The first line shows the world R/P ratio. For petroleum, it’s 40 years. For coal (combined), it’s about 400 years, and I don’t recall natural gas (I think around 120 yrs.)
Then it’s broken down by developing countries, by OPEC countries, by non-OPEC exporting, by importing, and finally industrialized, which are further broken down by OECD/non-OECD & regionally. For North America (US & Canada) the ratio is 10 years for petroleum, and similarly for most of the OECD regions the value is around 15 years.
So, if the United States had quit all exporting, and restricted extraction entirely to proven deposits of petroleum, and continued production at the same rate as in '87, we would expect to have stopped production due to lack of oil by now.
These ‘X number of years of some resource’ do not mean everything that some think they do, of course. They were intended primarily for comparison between countries. While I seriously doubt that reserves could be found for thousands of years, I would expect that continued growth rates would make petroleum un-economical within 200 years. Although I hope that a peak would occur within 50 years, more for environmental reasons.

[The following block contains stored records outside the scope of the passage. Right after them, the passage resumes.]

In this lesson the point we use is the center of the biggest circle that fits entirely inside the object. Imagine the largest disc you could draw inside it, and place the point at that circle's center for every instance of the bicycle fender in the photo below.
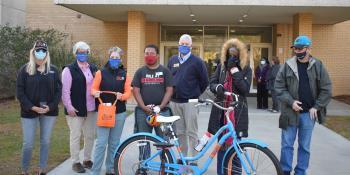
(145, 134)
(254, 141)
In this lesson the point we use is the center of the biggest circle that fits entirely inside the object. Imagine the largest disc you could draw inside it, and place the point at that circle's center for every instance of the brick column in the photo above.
(302, 25)
(136, 40)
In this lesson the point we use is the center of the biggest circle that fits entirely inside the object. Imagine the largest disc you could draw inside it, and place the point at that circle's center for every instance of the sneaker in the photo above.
(78, 168)
(87, 164)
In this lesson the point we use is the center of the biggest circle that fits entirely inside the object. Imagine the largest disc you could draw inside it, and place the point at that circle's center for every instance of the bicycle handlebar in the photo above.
(215, 104)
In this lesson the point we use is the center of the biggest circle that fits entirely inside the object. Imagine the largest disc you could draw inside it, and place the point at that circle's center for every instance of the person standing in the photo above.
(304, 88)
(233, 74)
(80, 105)
(271, 77)
(190, 79)
(38, 90)
(262, 95)
(152, 88)
(113, 78)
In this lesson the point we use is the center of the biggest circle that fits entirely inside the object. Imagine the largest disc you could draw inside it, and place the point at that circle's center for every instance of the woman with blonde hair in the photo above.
(233, 74)
(39, 92)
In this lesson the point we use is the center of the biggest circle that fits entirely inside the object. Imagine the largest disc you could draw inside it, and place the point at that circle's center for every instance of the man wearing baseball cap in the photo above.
(304, 89)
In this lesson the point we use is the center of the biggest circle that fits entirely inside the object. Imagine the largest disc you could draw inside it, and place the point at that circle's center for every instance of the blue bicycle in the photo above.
(144, 153)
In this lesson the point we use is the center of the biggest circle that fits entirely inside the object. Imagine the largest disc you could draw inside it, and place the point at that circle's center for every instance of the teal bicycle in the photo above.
(145, 153)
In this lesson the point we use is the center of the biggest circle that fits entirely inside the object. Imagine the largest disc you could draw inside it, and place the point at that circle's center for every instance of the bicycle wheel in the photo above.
(263, 160)
(134, 151)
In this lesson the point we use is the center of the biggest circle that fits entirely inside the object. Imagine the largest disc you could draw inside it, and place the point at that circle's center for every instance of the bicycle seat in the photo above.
(170, 119)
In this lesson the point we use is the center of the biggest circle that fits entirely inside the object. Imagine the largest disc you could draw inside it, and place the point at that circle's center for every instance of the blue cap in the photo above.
(302, 41)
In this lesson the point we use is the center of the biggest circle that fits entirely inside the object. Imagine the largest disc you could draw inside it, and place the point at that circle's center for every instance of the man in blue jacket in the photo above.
(190, 79)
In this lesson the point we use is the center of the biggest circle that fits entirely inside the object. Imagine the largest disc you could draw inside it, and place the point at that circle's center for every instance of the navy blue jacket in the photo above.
(190, 79)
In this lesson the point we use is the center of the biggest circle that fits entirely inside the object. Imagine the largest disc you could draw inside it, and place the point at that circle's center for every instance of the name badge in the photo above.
(120, 78)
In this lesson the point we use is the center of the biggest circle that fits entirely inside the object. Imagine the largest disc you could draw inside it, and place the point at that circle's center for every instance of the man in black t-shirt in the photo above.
(151, 87)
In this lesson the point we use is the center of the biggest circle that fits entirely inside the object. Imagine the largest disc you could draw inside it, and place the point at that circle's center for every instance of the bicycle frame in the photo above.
(175, 168)
(196, 170)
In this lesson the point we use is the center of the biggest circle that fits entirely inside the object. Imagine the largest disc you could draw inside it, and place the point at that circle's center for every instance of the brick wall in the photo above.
(330, 45)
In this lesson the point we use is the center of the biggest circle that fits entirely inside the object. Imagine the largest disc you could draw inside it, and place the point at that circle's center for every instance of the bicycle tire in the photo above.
(139, 138)
(229, 169)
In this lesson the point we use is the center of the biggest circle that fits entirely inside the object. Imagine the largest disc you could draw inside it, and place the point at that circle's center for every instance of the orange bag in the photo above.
(106, 113)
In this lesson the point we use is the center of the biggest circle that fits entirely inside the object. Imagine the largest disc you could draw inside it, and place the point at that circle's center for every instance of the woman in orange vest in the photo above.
(113, 78)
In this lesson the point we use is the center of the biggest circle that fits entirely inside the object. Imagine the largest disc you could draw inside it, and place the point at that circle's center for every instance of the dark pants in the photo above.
(275, 102)
(262, 96)
(141, 125)
(236, 164)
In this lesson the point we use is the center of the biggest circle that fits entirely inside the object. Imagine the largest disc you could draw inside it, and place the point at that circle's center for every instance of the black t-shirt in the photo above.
(305, 95)
(152, 83)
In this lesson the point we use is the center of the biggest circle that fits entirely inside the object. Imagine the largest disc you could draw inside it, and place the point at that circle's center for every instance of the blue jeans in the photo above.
(29, 126)
(142, 126)
(304, 130)
(110, 137)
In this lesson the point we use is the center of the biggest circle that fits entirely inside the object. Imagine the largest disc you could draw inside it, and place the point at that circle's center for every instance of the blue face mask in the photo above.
(114, 63)
(40, 54)
(82, 57)
(184, 49)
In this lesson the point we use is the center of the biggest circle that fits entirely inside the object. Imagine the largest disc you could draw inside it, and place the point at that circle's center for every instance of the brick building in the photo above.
(267, 27)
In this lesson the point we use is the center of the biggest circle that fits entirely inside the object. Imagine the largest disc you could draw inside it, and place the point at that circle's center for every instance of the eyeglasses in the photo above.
(40, 50)
(150, 53)
(184, 44)
(299, 49)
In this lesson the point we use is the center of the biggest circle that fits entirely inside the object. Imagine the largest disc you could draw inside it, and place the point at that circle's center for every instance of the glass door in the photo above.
(256, 52)
(168, 49)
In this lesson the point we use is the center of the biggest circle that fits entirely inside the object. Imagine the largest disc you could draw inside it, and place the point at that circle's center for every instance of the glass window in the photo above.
(214, 38)
(173, 33)
(252, 34)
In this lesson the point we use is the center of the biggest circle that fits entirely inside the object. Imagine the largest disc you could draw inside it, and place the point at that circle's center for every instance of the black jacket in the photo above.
(28, 92)
(241, 86)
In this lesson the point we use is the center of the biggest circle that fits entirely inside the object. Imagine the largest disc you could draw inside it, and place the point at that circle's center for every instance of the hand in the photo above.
(147, 109)
(296, 106)
(313, 113)
(119, 96)
(37, 109)
(73, 112)
(234, 70)
(220, 92)
(156, 109)
(44, 110)
(97, 94)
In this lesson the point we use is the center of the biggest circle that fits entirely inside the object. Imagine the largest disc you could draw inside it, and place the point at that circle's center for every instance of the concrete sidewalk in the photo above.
(330, 152)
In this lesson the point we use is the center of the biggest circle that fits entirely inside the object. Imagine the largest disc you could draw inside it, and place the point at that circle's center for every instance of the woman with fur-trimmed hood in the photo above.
(233, 75)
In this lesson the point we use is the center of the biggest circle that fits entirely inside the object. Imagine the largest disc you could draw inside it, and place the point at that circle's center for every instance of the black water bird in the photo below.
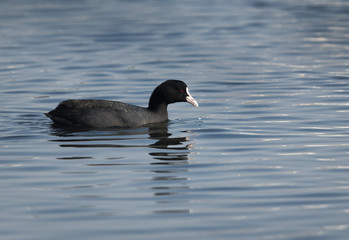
(104, 113)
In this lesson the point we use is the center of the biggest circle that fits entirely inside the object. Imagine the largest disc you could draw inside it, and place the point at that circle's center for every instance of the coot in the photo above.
(104, 113)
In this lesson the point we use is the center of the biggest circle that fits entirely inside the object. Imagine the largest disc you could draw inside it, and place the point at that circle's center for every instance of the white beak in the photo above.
(190, 99)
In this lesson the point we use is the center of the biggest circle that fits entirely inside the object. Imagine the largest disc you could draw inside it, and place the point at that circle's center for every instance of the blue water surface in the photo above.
(264, 157)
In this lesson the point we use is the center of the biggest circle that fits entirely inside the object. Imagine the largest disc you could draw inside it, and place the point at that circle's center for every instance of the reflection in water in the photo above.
(169, 184)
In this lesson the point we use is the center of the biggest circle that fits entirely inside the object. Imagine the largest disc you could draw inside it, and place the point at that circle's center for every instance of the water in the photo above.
(264, 157)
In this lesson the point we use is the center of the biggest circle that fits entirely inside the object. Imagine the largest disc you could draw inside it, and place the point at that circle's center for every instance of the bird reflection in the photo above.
(169, 182)
(89, 138)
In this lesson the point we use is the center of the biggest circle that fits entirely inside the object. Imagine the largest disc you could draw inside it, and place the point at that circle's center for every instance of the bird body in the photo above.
(104, 113)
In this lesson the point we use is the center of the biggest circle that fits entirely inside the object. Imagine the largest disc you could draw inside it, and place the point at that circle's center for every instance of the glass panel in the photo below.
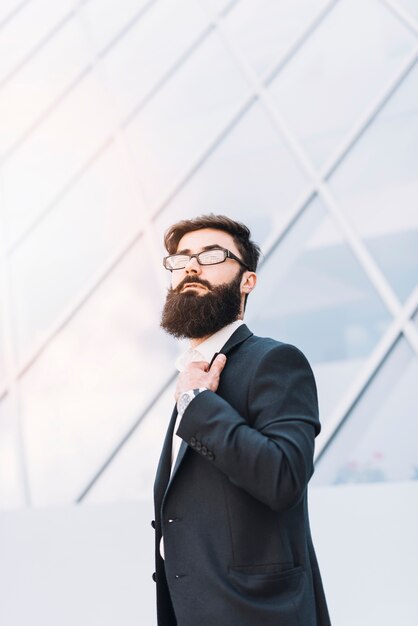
(313, 293)
(107, 20)
(330, 81)
(135, 65)
(7, 9)
(411, 7)
(94, 379)
(251, 177)
(379, 439)
(54, 154)
(61, 257)
(131, 474)
(2, 337)
(47, 75)
(11, 494)
(265, 30)
(377, 187)
(28, 27)
(188, 112)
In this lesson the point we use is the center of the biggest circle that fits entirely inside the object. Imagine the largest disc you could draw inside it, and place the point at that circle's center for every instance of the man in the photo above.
(233, 545)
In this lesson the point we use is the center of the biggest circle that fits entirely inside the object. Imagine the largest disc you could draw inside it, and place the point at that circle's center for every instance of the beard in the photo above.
(196, 316)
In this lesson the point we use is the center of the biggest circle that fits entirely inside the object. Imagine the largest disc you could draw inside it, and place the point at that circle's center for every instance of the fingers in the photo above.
(200, 365)
(218, 364)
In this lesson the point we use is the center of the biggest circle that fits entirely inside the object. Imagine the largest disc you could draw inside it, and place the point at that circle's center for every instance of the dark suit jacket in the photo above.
(238, 549)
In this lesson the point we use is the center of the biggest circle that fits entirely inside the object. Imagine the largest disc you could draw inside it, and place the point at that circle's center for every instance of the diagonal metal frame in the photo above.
(158, 206)
(401, 324)
(359, 249)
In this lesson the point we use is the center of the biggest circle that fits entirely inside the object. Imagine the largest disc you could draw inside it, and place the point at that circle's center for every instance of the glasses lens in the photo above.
(177, 261)
(211, 257)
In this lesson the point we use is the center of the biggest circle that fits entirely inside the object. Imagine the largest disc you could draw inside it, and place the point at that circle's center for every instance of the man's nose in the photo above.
(193, 266)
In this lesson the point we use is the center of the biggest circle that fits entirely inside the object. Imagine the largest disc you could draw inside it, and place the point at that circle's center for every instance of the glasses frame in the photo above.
(227, 255)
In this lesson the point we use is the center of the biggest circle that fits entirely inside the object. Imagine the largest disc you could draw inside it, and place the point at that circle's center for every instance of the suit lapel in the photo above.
(163, 479)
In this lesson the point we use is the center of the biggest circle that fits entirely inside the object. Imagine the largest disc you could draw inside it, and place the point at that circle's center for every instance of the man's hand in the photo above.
(198, 374)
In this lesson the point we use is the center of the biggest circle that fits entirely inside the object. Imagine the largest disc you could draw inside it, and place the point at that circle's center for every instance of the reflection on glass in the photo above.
(54, 153)
(313, 293)
(377, 187)
(265, 30)
(250, 177)
(131, 474)
(330, 82)
(2, 338)
(411, 7)
(11, 491)
(90, 384)
(107, 20)
(22, 34)
(187, 113)
(145, 52)
(379, 439)
(69, 248)
(40, 81)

Gaspode, Beeblebrox, guys. This is not Great Debates, this is GQ.
What my previous post said was facts. Meat is a very inefficient source of energy. It doesn’t take a genius to realize that the greater number of conversions the energy goes through the greater the inefficiencies. Grains and vegetables obviously offer a more direct route to the original solar energy source.

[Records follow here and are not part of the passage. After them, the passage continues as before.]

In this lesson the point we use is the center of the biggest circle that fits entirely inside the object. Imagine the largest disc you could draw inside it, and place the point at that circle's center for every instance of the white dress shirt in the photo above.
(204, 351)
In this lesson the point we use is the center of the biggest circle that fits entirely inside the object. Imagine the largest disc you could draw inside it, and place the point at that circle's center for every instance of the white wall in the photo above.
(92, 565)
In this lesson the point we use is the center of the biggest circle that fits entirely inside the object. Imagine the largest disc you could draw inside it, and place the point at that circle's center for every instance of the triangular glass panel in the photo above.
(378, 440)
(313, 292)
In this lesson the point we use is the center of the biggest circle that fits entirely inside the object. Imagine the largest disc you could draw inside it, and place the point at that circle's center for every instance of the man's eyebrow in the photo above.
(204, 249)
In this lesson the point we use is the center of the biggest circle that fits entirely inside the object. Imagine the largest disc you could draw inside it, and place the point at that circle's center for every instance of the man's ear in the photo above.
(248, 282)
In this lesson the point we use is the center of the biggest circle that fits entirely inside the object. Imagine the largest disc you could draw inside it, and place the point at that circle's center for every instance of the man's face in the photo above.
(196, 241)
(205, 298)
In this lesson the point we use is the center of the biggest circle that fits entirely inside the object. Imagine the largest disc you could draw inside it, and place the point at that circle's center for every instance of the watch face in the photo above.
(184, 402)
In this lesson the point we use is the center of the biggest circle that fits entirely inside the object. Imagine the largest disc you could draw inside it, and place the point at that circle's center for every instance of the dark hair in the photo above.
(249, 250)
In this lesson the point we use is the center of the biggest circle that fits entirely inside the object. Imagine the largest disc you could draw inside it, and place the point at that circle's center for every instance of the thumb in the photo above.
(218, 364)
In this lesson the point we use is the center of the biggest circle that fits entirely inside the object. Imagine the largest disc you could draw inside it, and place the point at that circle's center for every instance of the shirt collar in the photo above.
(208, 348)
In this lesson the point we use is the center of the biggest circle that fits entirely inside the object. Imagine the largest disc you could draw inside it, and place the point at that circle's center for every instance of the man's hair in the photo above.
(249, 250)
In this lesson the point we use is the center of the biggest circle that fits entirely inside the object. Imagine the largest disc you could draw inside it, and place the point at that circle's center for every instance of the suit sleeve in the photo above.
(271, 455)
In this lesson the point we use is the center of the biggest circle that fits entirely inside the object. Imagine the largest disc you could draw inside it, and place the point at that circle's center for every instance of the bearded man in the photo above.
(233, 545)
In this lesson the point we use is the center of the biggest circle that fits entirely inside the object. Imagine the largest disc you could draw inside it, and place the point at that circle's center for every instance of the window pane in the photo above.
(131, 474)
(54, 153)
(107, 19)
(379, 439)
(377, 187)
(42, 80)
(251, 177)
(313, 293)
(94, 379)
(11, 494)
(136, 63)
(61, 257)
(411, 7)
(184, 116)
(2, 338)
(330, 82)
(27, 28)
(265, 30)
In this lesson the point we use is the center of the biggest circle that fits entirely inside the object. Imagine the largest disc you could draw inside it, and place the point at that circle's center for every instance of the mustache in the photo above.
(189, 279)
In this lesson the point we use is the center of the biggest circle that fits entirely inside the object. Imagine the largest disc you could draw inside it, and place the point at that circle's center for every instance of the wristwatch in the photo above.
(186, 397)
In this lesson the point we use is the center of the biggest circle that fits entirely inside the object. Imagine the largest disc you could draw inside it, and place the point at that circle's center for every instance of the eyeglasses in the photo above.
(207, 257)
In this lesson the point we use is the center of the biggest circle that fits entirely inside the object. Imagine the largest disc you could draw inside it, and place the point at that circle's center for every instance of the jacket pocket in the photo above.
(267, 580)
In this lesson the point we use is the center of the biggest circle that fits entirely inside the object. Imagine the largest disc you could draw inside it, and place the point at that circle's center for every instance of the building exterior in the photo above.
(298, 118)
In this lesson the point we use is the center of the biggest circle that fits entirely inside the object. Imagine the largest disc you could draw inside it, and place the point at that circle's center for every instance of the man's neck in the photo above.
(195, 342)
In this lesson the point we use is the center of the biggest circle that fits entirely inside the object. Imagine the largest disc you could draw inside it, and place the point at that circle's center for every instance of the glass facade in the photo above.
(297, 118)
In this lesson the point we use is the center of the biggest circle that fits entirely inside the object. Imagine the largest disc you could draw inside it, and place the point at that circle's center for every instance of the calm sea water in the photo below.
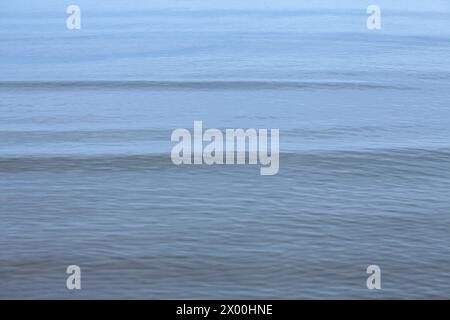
(86, 176)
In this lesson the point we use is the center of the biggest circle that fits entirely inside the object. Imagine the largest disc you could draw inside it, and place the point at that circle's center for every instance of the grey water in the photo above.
(85, 171)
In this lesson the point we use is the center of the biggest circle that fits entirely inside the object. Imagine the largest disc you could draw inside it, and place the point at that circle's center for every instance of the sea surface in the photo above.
(85, 171)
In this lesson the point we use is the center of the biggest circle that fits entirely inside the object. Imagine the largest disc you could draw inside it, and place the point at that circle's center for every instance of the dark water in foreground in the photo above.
(86, 177)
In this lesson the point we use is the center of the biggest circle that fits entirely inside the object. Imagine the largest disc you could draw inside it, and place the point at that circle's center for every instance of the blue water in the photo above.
(86, 176)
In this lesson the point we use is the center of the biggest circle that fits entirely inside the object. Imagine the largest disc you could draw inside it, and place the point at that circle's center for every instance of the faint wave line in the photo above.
(200, 85)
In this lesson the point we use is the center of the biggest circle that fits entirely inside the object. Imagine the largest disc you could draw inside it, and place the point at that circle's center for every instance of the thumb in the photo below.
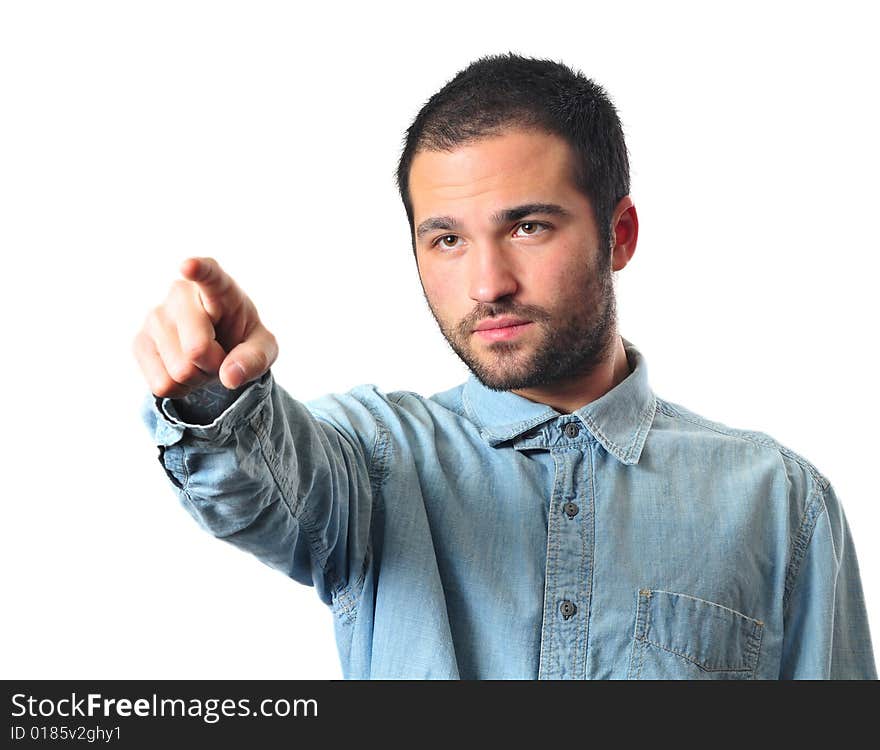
(250, 359)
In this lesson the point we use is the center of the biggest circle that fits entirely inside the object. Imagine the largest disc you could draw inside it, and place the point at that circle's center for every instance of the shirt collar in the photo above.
(619, 419)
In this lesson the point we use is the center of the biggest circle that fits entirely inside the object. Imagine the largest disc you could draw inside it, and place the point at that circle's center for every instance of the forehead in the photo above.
(513, 166)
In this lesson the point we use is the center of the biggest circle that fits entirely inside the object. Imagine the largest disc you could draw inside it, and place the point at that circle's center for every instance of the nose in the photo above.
(492, 274)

As for the idea that the lifestock is somehow providing access to energy stores that would otherwise be under utilized (i.e. scrub grassland), well this is a romantic idea, but a million miles from most modern intensive farming methods. The fact is lifestock consumes grain that could otherwise feed people, or consumes feed grown on land that could have otherwise have grown grain for human consumption.
The western diet is more meat intensive than most others and this is achieved through intensive farming. Just because traditional farming methods can raise livestock on land that would otherwise be useless is besides the point. Yes, this is an efficient use of the resources available. But they could not raise the required livestock to match western consumption levels using these traditional methods. They would require grain for feed, which could only come out of other people’s mouths. Therefore, as I said, “If everyone on the planet was to attempt to emulate the meat-rich diet of Western countries there would be many more empty stomachs than there already is.”

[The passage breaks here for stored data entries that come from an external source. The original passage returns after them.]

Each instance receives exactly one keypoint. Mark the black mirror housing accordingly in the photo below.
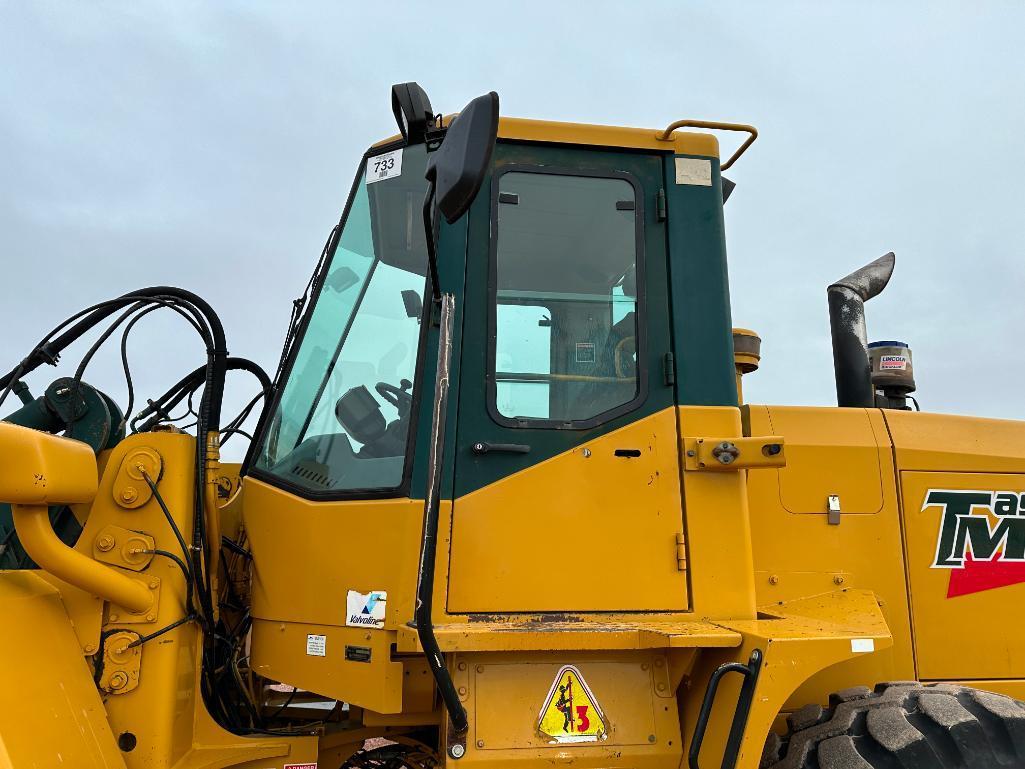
(412, 112)
(457, 169)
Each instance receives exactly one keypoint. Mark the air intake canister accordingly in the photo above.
(892, 369)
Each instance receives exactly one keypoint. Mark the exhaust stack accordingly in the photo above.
(850, 338)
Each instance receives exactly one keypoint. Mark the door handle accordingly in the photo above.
(483, 447)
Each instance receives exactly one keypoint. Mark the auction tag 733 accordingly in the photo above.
(380, 167)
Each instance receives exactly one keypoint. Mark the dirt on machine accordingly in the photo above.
(505, 504)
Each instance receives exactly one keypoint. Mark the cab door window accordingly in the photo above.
(565, 305)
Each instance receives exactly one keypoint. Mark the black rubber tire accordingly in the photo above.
(903, 725)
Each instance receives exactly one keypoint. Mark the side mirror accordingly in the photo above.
(458, 167)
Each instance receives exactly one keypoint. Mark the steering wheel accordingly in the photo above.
(397, 396)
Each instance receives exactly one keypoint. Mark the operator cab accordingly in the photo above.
(342, 421)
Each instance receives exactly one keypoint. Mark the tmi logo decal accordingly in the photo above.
(981, 538)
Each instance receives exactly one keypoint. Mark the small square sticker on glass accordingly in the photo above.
(384, 166)
(585, 352)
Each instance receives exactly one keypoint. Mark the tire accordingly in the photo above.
(903, 725)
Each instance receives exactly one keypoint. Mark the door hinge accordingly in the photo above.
(669, 369)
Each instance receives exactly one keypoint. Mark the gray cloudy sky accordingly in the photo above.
(211, 145)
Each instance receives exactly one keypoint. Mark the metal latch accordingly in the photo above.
(734, 453)
(832, 510)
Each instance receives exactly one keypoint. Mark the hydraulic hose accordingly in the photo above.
(218, 353)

That is not saying that meat production is the cause of world hunger. Distribution is the fault. But if we had perfect distribution you can be certain that us in the west would be eating a whole lot less meat, having given the rest of the world their share.
Put simply; the planet can not provide its current population with prime steak everyday. Is this so hard to believe?
I really don’t care, personally. After the oil’s gone, at least we won’t be dependent on the Arabian Oil Shieks anymore. They’re developing the feul cells, the hydrogen-powered cars. My uncle tests Chrysler’s cars at the proving grounds, they’ve already got a Dodge Caravan completely powered by electricity(completely silent engine, BTW), they’ll get the feul cells going soon. For now, I continue to eat red meat and will not stop. I’m a hunter-gatherer, why shouldn’t I? Besides that and getting somewhat off-topic, what else could cows be used for? These dumb creatures have been known not to run from fire, for goodness’ sake. They might as well be food to us smarter beings.